The two Earth-mages accompanying Messy, Rayni, Petra, Marra Falk, and the dozen-odd armed men and women with them Shaped, and the center of the stone barrier keeping them from entering the square withered and crumbled apart with the hiss and tinkle of sand and small stones falling to the cobbles. The scene that greeted them as they peeked around the remains of the wall was one of confusion and destruction.
The Waystone still stood, goddess be praised. The building that was the administrative heart of the Splinter, however, did not. The tall stone building lay fallen, its bricks, timbers and roofing tiles piled and scattered halfway across the square. Beyond it figures moved about urgently, too indistinct in the darkness for Messy to even Inspect but shouting in alarm. And while Messy couldn’t see what was going on, Rayni and Marra could.
Of the two, Marra was the first to speak, a pained whisper of, “Tober! I can’t see Tober!”
Looking at the dark mass of the collapsed building between them and the Waystone, Messy expected Marra to run right on out. She was prepared to try and stop the woman from doing just that. Marra, however, was not that reckless, no matter how upset she might be. She might be her husband’s secretary now, but Messy knew that she was an experienced Delver, and Delvers could be careless or experienced, but seldom both. Instead of rushing forward, Marra took command.
As they all ducked back behind the remaining slabs, she whirled on Rayni and Petra. “You two! You’re in a Party with Tober, correct? Is he alive?”

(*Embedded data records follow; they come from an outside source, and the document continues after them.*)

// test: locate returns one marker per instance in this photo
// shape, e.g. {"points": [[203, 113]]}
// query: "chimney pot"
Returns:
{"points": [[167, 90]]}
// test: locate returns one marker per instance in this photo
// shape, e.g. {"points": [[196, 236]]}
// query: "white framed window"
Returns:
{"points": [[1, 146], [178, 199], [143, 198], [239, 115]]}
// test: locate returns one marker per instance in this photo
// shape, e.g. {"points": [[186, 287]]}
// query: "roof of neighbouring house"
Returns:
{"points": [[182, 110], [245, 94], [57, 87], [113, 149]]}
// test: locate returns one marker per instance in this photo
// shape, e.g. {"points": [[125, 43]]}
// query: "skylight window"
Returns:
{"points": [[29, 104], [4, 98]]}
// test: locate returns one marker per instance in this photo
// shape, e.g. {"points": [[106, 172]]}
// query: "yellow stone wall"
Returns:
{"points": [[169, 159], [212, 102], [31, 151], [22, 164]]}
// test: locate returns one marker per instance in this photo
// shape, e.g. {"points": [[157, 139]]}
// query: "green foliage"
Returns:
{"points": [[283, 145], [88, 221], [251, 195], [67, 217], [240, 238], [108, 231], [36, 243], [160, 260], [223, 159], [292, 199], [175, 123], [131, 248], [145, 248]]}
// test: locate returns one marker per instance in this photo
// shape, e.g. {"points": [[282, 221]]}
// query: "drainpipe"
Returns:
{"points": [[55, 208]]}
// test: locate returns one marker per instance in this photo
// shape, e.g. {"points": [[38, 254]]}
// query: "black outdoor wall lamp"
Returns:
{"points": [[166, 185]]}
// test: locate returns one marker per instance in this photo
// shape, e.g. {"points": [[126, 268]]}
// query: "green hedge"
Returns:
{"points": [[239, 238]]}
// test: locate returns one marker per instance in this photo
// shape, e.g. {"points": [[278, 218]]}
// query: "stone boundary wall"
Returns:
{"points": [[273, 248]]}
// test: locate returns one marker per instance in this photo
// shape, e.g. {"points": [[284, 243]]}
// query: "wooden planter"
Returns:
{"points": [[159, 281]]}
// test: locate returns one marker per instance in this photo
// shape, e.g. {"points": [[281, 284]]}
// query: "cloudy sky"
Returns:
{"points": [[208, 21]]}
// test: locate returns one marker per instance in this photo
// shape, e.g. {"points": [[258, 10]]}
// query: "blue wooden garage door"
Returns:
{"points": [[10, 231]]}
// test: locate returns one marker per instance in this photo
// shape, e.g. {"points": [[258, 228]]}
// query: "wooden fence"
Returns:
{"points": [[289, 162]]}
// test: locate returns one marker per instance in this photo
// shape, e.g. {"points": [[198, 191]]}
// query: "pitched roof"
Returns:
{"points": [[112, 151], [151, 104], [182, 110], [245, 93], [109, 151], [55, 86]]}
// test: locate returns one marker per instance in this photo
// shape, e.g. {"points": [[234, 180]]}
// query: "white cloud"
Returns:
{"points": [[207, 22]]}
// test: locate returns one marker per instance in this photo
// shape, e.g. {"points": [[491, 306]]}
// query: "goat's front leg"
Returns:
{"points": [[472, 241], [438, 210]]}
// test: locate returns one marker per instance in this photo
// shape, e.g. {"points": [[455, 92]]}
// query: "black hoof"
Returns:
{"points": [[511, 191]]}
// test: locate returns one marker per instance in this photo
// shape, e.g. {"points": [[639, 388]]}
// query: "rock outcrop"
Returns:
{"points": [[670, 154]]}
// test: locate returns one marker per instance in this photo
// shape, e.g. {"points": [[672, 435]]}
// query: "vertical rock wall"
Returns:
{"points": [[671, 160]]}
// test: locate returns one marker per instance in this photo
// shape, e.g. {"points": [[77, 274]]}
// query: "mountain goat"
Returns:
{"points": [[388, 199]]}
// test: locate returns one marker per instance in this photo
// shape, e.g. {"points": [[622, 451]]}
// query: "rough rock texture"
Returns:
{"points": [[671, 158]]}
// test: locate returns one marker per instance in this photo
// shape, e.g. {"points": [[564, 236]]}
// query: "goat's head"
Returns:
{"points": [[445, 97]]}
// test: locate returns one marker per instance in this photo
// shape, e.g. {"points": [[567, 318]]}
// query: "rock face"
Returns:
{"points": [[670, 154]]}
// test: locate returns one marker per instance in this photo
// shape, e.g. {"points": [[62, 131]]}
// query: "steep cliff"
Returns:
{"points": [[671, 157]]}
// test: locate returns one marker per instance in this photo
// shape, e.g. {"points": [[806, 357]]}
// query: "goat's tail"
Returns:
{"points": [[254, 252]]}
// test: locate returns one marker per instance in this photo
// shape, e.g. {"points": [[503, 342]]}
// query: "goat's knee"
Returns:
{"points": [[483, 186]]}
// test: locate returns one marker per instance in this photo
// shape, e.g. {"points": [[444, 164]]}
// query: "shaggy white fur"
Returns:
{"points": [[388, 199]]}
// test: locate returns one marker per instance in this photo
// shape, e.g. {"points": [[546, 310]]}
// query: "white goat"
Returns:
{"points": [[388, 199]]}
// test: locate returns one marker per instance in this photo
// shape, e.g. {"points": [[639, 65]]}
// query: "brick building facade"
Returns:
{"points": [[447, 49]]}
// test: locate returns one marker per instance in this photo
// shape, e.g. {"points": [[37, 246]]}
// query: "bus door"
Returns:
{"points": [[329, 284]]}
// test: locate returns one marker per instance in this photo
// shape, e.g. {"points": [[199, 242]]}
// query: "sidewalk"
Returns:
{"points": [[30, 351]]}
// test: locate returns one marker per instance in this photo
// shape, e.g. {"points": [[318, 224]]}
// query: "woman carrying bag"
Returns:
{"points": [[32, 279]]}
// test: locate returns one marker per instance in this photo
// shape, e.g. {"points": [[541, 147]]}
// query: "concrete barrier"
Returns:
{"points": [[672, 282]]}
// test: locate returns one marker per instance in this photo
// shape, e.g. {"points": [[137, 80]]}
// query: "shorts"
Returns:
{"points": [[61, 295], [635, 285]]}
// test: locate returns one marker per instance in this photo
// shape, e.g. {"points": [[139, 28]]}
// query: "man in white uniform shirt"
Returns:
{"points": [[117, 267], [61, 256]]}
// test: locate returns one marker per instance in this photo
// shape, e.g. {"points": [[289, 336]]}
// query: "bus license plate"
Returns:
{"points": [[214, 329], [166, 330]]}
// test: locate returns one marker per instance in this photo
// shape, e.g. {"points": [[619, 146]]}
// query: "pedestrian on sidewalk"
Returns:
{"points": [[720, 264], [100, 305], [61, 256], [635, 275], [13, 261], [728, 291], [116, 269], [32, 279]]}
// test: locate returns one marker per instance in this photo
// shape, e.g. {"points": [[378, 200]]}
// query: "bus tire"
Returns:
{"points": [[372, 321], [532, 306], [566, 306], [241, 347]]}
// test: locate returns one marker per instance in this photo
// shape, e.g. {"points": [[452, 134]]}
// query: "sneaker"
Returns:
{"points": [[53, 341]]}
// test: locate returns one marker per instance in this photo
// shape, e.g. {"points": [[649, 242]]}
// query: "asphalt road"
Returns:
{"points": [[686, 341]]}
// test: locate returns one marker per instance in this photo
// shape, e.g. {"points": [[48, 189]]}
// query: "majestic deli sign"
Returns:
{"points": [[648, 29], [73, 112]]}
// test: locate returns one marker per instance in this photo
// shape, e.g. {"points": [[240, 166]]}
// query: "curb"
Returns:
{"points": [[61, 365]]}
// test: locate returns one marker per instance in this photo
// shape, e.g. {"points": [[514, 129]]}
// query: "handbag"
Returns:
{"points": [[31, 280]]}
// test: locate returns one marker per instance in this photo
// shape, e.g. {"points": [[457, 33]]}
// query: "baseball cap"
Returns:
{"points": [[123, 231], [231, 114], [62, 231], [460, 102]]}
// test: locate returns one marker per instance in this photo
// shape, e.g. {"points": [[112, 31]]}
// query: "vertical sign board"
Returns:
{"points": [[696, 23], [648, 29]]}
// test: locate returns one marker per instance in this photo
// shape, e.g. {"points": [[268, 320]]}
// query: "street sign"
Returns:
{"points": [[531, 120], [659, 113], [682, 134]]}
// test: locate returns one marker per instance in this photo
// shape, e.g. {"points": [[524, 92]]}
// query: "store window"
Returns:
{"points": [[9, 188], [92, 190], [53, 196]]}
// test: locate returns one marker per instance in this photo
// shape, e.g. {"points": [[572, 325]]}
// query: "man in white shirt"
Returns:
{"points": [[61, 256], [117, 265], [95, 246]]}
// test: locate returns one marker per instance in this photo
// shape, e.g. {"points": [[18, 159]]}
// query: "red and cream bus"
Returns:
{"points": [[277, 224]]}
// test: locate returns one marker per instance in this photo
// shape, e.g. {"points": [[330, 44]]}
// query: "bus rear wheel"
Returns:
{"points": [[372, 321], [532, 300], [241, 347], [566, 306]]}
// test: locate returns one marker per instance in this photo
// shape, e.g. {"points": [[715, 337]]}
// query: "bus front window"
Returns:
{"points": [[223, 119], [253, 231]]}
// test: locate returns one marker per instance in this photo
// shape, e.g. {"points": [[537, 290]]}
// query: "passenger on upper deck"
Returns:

“A moment.” There was a momentary pause, and Petra’s eyes unfocused as she looked at her Party roster. “Yes. Yes, he is!”
Marra let out a huge sigh of relief. “Oh, thank the gods. Then let’s keep it that way! We don’t know where he and Pirta are, but they can’t have left the square!”
Messy’s thoughts again went to the rubble. She couldn’t have been the only one, as Marra continued, “It’s possible, perhaps even likely, that the captains are… somewhere under the remains of Administration. But we can’t dig them out with enemies holding the square. We need to get Karti and the Earthbreaker out. Ideas?”
“Um… we may not have to do anything,” Rayni said. She was poking her head out, looking across the square.
“What’re they doing?” Messy asked in a low tone as Marra joined Rayni.
“They’re taking cover,” Marra said. “Some behind the Waystone, some behind more raised stones. With their backs to us. They’re not even looking this way. Someone’s attacking them from the other side!”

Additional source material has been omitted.